Russia-China relations represent a “strategic partnership,” which means that the two countries view themselves as partners on strategic issues. Indeed, on a majority of topics, be it global governance, world economic structure, geopolitics or security, Russia and China are on the same page. Many of them are of strategic significance pertaining to both sides. Both countries enjoy fruitful cooperation on multilateral platforms such as BRICS, SCO and the UN.

Nevertheless, despite their flawless facade, Russia-China relations have a weak spot – their difference in strategic and national interests. This is normal for global powers. For example, Beijing can never compromise its core national interests such as the South China Sea (SCS), Xinjiang, Taiwan, and Tibet, even to please its tried and tested partner, Moscow. This explains why China has repeatedly pressured Vietnam to halt all oil extraction activities in the SCS over the last two years. This has resulted in Vietnam suspending business cooperation in the SCS with the Russian state oil giant, Rosneft.

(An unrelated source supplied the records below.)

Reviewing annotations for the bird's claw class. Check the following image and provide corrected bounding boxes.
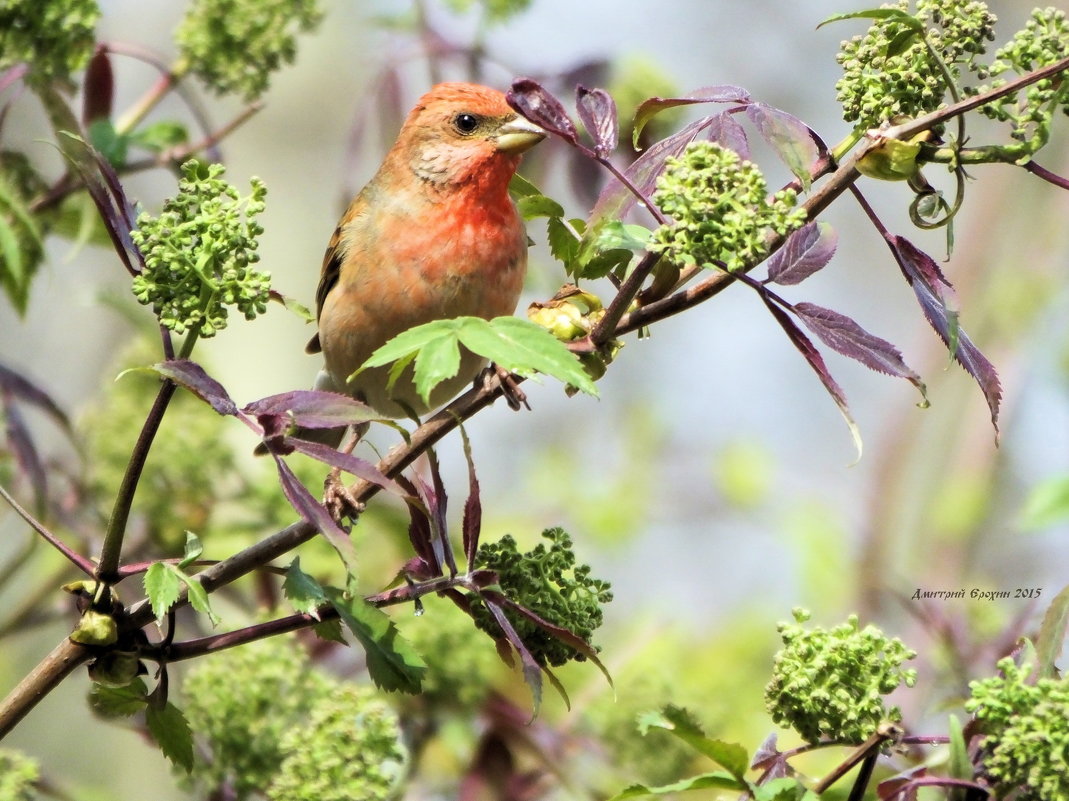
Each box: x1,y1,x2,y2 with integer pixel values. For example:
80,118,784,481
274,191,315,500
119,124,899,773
323,467,363,525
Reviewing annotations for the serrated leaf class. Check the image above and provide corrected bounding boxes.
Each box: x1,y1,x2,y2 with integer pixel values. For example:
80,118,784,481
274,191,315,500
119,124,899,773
144,702,193,773
608,770,749,801
886,235,1002,440
460,317,598,397
89,678,149,718
575,84,619,158
152,359,237,415
765,222,839,286
282,556,327,619
639,705,749,782
631,84,750,150
1036,587,1069,678
142,561,182,620
746,103,820,190
324,587,427,695
516,195,564,220
179,532,204,570
506,78,578,144
761,294,864,461
794,303,927,402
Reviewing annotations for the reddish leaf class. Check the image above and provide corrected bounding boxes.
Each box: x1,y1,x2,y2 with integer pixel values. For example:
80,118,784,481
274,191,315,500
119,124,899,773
242,389,383,429
632,84,750,150
764,222,839,284
575,86,620,158
81,45,115,127
461,427,482,570
746,103,820,189
794,303,925,396
272,453,356,575
761,293,862,459
887,235,1002,441
152,359,237,415
506,78,579,144
706,112,750,160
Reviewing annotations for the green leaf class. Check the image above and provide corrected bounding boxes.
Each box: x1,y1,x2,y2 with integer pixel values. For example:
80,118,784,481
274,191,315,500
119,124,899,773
324,587,427,695
1036,586,1069,679
179,532,204,570
413,334,461,404
282,556,327,620
145,702,193,773
608,770,749,801
516,195,564,219
460,317,598,397
638,705,749,783
817,9,925,31
89,678,149,718
1020,475,1069,532
127,120,189,153
142,561,183,620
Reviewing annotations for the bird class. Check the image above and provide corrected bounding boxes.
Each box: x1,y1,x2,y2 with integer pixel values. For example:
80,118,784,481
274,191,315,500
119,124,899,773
306,82,546,440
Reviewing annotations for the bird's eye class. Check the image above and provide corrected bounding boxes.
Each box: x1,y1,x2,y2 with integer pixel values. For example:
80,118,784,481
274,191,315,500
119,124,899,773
453,113,479,134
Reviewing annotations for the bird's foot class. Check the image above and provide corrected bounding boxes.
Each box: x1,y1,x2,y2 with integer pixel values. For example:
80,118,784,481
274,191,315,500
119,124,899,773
476,365,531,412
323,467,363,525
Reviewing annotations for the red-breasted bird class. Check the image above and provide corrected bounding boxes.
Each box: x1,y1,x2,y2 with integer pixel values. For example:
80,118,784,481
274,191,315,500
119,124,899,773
306,83,545,427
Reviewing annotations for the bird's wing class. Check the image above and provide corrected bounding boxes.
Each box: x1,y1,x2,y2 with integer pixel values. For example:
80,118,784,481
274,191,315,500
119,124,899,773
305,202,355,353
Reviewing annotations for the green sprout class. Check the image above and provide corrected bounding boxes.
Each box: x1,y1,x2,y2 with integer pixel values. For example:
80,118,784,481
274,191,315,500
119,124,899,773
650,142,805,272
0,0,100,80
176,0,323,102
835,0,996,130
764,610,917,744
965,657,1069,801
130,160,270,337
267,684,407,801
471,528,613,666
976,7,1069,143
0,749,41,801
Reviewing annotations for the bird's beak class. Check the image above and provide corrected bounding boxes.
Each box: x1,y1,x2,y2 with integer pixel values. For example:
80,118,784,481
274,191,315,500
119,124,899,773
494,117,546,153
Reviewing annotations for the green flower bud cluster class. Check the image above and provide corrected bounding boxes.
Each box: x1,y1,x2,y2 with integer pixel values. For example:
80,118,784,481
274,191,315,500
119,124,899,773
764,610,917,744
267,684,407,801
0,749,40,801
176,0,323,102
975,7,1069,142
183,637,405,801
835,0,996,129
650,142,805,278
0,0,100,80
130,160,270,337
965,657,1069,801
471,528,613,666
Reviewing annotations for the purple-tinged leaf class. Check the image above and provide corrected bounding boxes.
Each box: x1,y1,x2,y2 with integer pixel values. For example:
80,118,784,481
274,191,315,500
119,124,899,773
584,110,716,227
575,86,620,158
482,592,542,717
706,112,750,160
272,453,356,575
746,103,820,189
887,235,1002,434
761,294,863,461
461,426,482,570
794,303,927,400
763,222,839,286
285,437,408,498
631,84,752,150
81,45,115,127
506,78,579,144
242,389,383,429
152,359,237,416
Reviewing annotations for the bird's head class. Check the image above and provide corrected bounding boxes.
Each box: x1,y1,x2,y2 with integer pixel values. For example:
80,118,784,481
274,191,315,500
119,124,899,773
394,83,546,186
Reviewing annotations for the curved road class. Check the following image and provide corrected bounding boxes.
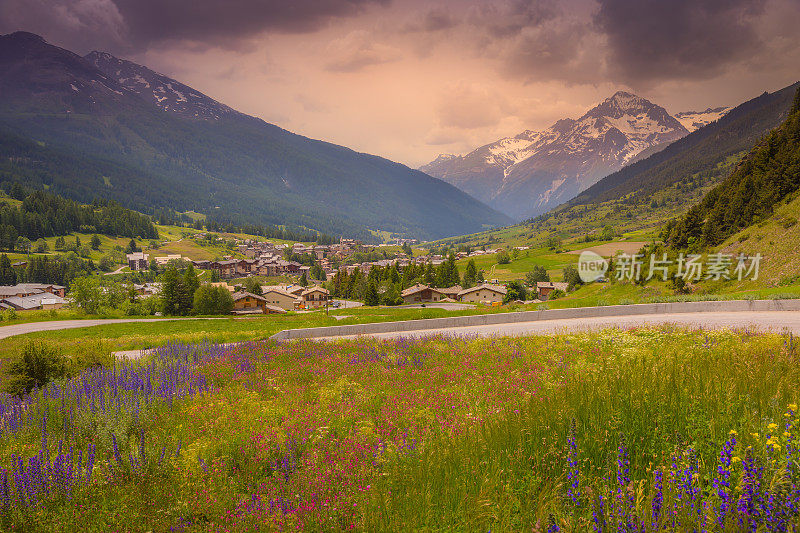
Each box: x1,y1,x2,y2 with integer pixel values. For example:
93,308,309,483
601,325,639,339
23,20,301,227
316,311,800,340
0,317,227,339
6,311,800,340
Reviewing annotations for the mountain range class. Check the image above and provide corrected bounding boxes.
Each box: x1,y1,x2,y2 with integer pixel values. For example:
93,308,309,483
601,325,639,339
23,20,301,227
0,32,511,240
420,91,729,220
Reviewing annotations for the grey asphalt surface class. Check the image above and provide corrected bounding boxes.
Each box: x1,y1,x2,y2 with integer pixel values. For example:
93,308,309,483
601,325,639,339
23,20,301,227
315,311,800,340
0,317,226,339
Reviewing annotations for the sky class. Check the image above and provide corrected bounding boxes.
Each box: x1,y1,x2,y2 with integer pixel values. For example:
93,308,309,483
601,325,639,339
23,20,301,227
0,0,800,167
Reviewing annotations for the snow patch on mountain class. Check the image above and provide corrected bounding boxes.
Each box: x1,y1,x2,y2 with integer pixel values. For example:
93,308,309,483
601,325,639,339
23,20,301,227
85,52,236,120
420,91,700,219
675,107,731,132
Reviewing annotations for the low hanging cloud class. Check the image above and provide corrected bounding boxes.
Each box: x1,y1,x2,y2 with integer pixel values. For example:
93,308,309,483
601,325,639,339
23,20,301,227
0,0,389,52
436,83,508,129
594,0,772,83
325,30,402,72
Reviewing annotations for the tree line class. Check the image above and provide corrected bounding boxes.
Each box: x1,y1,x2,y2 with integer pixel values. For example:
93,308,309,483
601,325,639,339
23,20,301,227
662,88,800,250
0,187,158,250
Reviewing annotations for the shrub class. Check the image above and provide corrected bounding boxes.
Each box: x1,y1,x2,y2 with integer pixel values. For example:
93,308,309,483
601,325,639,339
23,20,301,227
6,341,66,396
193,285,233,315
547,289,567,300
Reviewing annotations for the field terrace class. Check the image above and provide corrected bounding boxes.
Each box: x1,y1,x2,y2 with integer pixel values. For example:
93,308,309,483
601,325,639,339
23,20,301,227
0,328,800,531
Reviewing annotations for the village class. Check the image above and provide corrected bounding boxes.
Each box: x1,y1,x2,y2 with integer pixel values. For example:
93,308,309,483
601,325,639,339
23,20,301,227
0,238,567,315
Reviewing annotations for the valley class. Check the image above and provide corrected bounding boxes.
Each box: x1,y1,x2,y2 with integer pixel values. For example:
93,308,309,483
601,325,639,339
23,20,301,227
0,7,800,533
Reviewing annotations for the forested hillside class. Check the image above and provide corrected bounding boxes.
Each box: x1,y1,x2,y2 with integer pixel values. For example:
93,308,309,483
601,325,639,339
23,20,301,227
0,186,158,250
0,32,511,240
664,89,800,248
567,83,798,207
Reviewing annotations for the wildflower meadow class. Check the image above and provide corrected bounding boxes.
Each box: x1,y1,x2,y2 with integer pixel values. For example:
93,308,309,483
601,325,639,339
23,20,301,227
0,327,800,532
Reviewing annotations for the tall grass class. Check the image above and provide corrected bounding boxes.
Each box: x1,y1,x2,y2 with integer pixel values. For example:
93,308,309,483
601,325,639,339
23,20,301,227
0,328,800,531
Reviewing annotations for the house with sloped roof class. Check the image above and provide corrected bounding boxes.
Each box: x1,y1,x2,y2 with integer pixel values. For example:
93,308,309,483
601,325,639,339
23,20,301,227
261,285,303,311
232,291,267,315
400,283,447,304
458,283,508,304
300,286,330,309
536,281,569,300
0,291,67,311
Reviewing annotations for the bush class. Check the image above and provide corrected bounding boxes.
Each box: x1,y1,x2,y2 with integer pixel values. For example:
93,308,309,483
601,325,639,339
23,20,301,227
547,289,567,300
193,285,233,315
525,265,550,287
6,341,67,396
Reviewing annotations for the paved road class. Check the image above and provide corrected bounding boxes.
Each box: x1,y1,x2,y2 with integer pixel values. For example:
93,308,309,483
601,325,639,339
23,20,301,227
391,302,475,311
0,317,227,339
318,311,800,340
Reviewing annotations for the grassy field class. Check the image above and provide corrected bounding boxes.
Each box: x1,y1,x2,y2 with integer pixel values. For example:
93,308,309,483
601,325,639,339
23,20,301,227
0,305,534,375
4,218,311,262
0,329,800,532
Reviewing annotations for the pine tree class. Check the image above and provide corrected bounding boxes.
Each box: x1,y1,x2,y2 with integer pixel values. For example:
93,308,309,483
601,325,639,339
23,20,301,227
161,265,182,315
0,254,17,285
179,263,200,315
461,259,478,289
364,281,380,306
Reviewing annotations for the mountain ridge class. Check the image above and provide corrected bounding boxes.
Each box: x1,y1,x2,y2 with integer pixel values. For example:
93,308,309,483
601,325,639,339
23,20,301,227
0,33,511,240
420,91,689,219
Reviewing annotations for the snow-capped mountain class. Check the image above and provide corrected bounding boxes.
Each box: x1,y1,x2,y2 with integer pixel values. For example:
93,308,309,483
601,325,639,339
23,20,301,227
675,107,731,133
420,91,689,219
84,52,236,120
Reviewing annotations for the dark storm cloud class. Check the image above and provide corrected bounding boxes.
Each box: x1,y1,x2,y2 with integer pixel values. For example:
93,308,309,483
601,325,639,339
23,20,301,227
403,8,461,33
469,0,558,39
594,0,766,82
0,0,389,51
116,0,388,44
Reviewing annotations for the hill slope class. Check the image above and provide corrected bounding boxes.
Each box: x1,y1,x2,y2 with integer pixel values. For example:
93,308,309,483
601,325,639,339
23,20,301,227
420,91,692,219
0,32,510,238
665,88,800,248
566,84,798,207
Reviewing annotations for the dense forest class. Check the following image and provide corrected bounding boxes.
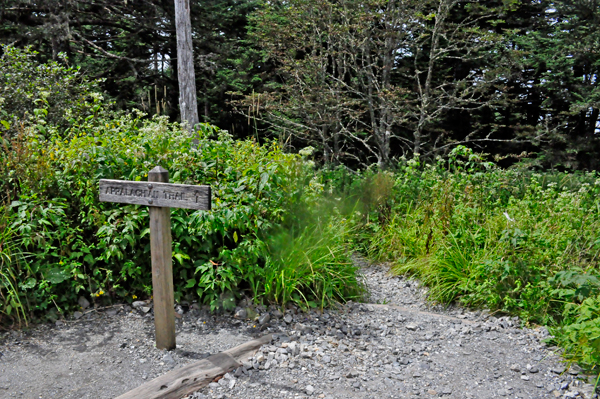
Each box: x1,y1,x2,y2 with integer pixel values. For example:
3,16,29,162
0,0,600,381
0,0,600,170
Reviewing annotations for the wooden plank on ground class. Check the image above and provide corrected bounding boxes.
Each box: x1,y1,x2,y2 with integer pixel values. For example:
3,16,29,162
115,334,273,399
100,179,211,210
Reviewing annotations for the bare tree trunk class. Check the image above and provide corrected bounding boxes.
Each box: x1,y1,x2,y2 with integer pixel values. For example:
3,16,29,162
175,0,200,131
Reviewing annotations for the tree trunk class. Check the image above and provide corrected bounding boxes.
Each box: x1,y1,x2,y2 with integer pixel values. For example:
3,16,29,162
175,0,199,132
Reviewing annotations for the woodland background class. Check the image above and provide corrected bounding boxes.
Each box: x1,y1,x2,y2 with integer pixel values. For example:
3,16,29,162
0,0,600,374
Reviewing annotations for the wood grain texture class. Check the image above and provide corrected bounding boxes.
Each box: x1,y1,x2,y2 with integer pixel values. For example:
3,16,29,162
148,166,175,350
116,334,273,399
100,180,211,210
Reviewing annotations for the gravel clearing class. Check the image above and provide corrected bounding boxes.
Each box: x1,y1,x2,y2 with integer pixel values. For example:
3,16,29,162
0,265,597,399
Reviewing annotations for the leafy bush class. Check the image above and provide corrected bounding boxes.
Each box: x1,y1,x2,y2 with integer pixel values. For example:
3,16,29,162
0,45,106,133
0,111,366,324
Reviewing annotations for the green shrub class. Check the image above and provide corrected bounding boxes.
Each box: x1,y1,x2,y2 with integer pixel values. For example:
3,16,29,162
0,45,106,134
362,147,600,376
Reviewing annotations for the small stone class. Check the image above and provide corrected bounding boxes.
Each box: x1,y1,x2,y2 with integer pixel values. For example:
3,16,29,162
233,309,248,320
258,313,271,326
77,296,90,309
246,307,258,320
131,301,146,309
568,364,583,375
162,353,175,367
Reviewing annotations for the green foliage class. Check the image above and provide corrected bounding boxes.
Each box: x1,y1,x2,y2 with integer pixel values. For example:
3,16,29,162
552,296,600,369
362,147,600,372
0,208,27,326
0,46,105,133
0,99,360,318
257,214,364,308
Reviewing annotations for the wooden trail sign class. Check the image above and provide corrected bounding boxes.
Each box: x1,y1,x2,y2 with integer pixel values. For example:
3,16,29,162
100,166,211,350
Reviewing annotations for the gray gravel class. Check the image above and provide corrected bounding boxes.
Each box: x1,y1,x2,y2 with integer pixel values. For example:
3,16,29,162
189,266,593,399
0,265,593,399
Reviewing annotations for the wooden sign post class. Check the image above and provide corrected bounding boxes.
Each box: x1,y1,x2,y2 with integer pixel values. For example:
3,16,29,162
100,166,211,350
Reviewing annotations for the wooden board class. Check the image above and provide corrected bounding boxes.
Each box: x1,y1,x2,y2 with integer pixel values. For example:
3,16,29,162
100,179,211,210
116,334,273,399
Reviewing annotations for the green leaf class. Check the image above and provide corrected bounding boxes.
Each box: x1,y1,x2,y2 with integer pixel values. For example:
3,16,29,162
185,278,196,288
20,277,37,290
44,267,69,284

On the other hand, Russia will never put its core interests at risk (especially concerning territorial integrity), irrespective of Beijing’s rhetoric concerning Russian Far East territories.

As long as Russia and China base their partnership on coinciding strategic interests and avoid any ubiquitous and provocative moves – their relations are likely to remain in the current burgeoning state or under the best circumstances can even be elevated to a higher level. Overall, during the first half of the year, relations between China and Russia were challenged several times. Despite some small cracks, like decreasing trade and frictions regarding energy projects in the South China Sea, their flawless mutual propaganda remains untarnished. As long as they can maintain a close and mutually beneficial bilateral tie, they should be able to endure any future challenges with ease.